Method 1: Bind parameters from the request body

public IHttpActionResult Post([FromBody]Person person)
{
    // validate your parameter in some way
    if (person.Equals(default(Person))) return BadRequest("person must not be null");
    // go off and save the person
    var createdPerson = myPersonRepository.Save(person);
    if (createdPerson == default(Person)) return InternalServerError();
    return CreatedAtRoute("DefaultApi", new { id = createdPerson.Id }, createPerson);
}

This requires you to pass a JSON representation of your person in the request body.
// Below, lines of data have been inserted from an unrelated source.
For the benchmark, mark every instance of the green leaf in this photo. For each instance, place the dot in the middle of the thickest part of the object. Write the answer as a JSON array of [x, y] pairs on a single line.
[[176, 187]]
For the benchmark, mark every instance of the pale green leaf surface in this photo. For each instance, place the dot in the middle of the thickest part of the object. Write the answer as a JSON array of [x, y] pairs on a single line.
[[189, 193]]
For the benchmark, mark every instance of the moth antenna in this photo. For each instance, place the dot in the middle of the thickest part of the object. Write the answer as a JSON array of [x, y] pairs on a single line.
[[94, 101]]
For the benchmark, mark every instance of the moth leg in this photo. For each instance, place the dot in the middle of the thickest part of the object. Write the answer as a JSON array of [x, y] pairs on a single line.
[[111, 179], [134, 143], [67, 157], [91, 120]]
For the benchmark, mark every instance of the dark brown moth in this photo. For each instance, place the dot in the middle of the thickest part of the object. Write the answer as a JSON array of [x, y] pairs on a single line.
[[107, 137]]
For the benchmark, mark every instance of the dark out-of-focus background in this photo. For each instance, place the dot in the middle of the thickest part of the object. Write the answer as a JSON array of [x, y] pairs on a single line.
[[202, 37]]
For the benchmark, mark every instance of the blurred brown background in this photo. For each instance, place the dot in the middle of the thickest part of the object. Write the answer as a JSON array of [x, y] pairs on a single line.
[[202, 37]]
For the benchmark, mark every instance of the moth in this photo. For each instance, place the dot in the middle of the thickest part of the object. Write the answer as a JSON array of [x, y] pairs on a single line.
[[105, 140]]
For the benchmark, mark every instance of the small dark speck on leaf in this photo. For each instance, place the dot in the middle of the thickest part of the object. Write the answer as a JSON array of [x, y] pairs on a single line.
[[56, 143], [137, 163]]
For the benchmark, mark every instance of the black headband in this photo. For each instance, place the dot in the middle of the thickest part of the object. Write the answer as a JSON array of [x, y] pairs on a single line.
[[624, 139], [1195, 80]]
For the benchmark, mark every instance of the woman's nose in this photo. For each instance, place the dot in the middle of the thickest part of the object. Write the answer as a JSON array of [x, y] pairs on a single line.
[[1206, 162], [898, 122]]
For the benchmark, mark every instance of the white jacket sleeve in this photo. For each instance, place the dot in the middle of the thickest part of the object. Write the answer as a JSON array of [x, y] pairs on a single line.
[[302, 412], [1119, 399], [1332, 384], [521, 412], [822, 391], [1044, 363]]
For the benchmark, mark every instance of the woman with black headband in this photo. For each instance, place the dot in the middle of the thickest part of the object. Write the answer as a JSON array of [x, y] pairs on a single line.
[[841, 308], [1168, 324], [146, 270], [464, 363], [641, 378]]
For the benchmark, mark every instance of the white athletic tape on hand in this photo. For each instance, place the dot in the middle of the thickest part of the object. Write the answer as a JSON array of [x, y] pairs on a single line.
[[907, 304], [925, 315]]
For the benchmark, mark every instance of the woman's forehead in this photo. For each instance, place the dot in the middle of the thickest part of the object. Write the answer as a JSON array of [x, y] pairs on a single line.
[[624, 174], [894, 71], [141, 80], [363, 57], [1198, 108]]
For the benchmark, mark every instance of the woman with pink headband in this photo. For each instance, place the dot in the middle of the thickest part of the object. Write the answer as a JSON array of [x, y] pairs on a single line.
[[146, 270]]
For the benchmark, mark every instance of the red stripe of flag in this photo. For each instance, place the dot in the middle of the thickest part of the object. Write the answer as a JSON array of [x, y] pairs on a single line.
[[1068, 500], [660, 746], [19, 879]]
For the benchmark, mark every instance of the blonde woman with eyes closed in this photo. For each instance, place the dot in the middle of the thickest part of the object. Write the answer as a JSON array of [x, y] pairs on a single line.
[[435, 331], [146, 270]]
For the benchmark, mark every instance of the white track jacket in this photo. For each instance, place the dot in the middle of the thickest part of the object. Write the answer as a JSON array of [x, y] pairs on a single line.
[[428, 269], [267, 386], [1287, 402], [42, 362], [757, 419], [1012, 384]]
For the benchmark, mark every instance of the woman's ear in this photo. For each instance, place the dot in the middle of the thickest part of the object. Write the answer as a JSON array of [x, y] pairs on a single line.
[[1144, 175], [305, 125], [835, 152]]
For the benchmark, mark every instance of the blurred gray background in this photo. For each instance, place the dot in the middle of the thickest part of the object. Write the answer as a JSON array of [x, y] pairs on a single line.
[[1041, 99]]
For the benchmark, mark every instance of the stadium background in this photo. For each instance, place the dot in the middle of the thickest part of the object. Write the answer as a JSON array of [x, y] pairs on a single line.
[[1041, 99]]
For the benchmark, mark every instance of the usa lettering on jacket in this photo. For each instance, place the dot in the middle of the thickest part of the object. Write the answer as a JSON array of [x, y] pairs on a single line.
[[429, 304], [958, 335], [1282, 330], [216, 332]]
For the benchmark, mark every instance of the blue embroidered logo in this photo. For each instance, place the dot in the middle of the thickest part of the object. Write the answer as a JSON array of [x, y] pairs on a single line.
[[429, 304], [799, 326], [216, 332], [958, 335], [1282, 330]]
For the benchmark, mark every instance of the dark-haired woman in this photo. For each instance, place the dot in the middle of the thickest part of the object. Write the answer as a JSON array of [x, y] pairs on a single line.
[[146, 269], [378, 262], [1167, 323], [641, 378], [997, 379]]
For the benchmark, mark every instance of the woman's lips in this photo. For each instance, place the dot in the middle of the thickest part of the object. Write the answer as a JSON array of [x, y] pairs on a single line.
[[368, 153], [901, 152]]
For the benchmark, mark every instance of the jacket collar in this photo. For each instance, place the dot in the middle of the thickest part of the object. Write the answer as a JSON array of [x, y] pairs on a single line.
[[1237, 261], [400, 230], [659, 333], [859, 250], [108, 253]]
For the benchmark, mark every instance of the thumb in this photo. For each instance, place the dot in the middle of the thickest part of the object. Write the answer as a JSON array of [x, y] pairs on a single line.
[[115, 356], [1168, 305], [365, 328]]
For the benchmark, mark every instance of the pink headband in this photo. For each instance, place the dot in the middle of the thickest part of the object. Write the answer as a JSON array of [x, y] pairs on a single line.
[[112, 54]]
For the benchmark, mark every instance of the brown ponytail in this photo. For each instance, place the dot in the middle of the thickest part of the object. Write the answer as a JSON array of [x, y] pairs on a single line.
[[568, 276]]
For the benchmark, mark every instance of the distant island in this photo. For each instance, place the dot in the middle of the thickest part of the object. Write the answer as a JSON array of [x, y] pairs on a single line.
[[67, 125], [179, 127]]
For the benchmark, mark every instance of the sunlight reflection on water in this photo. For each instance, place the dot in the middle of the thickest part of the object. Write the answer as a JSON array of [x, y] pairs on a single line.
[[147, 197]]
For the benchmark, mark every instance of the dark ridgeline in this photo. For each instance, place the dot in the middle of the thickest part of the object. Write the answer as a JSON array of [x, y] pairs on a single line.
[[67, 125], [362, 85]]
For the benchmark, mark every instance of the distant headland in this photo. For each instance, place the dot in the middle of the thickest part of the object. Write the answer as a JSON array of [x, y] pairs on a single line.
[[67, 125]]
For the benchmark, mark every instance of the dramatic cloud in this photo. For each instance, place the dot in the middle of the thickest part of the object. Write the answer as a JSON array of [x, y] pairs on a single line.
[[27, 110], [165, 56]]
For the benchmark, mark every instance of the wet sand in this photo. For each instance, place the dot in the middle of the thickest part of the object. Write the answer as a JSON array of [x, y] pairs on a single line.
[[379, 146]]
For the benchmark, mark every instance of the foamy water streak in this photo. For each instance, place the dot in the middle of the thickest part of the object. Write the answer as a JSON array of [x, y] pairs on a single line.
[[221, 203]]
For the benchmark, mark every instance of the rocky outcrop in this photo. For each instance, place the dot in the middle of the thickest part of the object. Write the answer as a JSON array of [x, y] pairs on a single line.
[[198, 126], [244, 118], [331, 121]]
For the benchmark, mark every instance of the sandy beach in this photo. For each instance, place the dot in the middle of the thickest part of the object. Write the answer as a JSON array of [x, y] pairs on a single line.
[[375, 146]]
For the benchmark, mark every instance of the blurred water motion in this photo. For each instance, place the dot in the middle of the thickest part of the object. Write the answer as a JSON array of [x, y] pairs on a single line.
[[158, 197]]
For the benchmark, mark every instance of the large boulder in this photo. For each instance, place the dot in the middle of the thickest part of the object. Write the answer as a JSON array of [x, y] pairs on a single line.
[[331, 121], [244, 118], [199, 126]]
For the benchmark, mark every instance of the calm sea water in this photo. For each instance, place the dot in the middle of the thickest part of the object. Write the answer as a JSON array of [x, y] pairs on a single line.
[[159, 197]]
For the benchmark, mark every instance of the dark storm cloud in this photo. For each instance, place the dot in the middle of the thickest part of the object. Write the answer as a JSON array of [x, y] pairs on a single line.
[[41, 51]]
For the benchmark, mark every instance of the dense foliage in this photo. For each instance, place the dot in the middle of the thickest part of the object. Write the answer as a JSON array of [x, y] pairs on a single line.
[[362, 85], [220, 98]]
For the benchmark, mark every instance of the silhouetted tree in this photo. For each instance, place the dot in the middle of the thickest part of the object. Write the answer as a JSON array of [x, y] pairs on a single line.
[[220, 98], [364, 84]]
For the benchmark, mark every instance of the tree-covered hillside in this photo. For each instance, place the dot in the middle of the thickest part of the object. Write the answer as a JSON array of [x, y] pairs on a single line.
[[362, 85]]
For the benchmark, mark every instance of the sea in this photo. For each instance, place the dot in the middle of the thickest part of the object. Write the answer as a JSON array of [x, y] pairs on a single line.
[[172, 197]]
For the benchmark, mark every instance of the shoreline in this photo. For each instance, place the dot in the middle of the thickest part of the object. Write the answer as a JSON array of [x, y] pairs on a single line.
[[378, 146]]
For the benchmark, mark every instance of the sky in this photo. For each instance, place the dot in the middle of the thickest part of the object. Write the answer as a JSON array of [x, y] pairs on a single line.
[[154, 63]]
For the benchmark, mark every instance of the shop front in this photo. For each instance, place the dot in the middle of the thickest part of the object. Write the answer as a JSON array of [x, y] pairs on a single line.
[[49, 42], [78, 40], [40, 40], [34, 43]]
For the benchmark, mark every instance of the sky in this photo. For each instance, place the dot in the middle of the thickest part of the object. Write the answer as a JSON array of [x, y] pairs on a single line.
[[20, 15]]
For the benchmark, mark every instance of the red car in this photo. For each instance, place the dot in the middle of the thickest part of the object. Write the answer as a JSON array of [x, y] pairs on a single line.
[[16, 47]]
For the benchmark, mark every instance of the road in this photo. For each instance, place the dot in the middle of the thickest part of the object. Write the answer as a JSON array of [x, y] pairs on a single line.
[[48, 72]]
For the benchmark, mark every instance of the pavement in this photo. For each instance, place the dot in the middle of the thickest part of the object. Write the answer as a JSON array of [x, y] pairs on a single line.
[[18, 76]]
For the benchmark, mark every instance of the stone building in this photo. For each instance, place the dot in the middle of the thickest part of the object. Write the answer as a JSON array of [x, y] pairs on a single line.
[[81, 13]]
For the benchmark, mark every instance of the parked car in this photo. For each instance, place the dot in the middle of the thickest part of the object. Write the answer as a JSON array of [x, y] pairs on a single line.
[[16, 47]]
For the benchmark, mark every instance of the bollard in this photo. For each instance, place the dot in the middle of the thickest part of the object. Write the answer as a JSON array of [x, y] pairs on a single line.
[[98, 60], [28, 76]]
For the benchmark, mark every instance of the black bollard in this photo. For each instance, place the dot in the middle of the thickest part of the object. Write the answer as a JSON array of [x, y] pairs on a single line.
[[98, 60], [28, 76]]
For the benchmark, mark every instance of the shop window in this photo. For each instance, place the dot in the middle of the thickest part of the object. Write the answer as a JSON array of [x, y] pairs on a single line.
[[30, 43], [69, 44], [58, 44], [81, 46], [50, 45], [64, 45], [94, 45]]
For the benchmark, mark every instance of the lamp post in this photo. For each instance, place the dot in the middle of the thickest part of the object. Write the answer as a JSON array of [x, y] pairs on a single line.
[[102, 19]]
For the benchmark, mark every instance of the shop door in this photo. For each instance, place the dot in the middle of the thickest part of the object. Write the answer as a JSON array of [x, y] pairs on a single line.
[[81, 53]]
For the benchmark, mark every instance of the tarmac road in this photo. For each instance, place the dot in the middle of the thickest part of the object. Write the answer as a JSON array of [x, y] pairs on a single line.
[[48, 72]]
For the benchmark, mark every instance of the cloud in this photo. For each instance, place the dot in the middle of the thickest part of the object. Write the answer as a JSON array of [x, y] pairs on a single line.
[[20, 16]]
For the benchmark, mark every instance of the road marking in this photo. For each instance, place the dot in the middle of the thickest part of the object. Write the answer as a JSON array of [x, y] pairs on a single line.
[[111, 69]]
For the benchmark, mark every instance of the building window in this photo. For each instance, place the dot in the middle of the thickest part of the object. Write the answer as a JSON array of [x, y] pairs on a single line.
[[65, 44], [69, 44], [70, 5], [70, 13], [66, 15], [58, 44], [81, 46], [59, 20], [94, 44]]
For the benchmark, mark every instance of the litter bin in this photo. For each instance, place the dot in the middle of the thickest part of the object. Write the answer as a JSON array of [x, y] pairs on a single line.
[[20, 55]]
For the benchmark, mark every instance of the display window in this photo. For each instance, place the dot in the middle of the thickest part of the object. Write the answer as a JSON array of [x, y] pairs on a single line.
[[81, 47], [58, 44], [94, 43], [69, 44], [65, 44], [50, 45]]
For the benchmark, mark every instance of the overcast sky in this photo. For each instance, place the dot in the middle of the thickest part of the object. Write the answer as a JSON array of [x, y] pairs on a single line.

Something like the following should do it.

{
    "firstname": "Luke",
    "lastname": "Skywalker"
}

Method 2: Bind parameters from the request URL query string

public IHttpActionResult Post([FromUri]Person person)
{
    // validate your parameter in some way
    if (person.Equals(default(Person))) return BadRequest("person must not be null");
    // go off and save the person
    var createdPerson = myPersonRepository.Save(person);
    if (createdPerson == default(Person)) return InternalServerError();
    return CreatedAtRoute("DefaultApi", new { id = createdPerson.Id }, createPerson);
}

This requires you to pass the parameter values in the query string, for example:

http://mywhizzyapi/api/people?firstname=luke&lastname=skywalker

Method 3: Explicitly pass parameters and create the object yourself

public IHttpActionResult Post(string firstname, string lastname)
{
    // validate your parameter in some way
    if (id.Equals(Guid.Empty)) return BadRequest("id must not be null or an empty GUID");
    if (string.IsNullOrEmpty(firstname)) return BadRequest("firstname must not be null or empty");
    if (string.IsNullOrEmpty(lastname)) return BadRequest("lastname must not be null or empty");
    // create your person object
    var person = New Person {
        id = id,
        firstName = firstname,
        lastname = lastname,
    };
    // go off and save the person
    var createdPerson = myPersonRepository.Save(person);
    if (createdPerson == default(Person)) return InternalServerError();
    return CreatedAtRoute("DefaultApi", new { id = createdPerson.Id }, createPerson);
}

This method also requires you to pass the parameter values in the query string, for example:

http://mywhizzyapi/api/people?firstname=luke&lastname=skywalker

But in the last case as mentioned you have to bind the parameters explicitly to your model.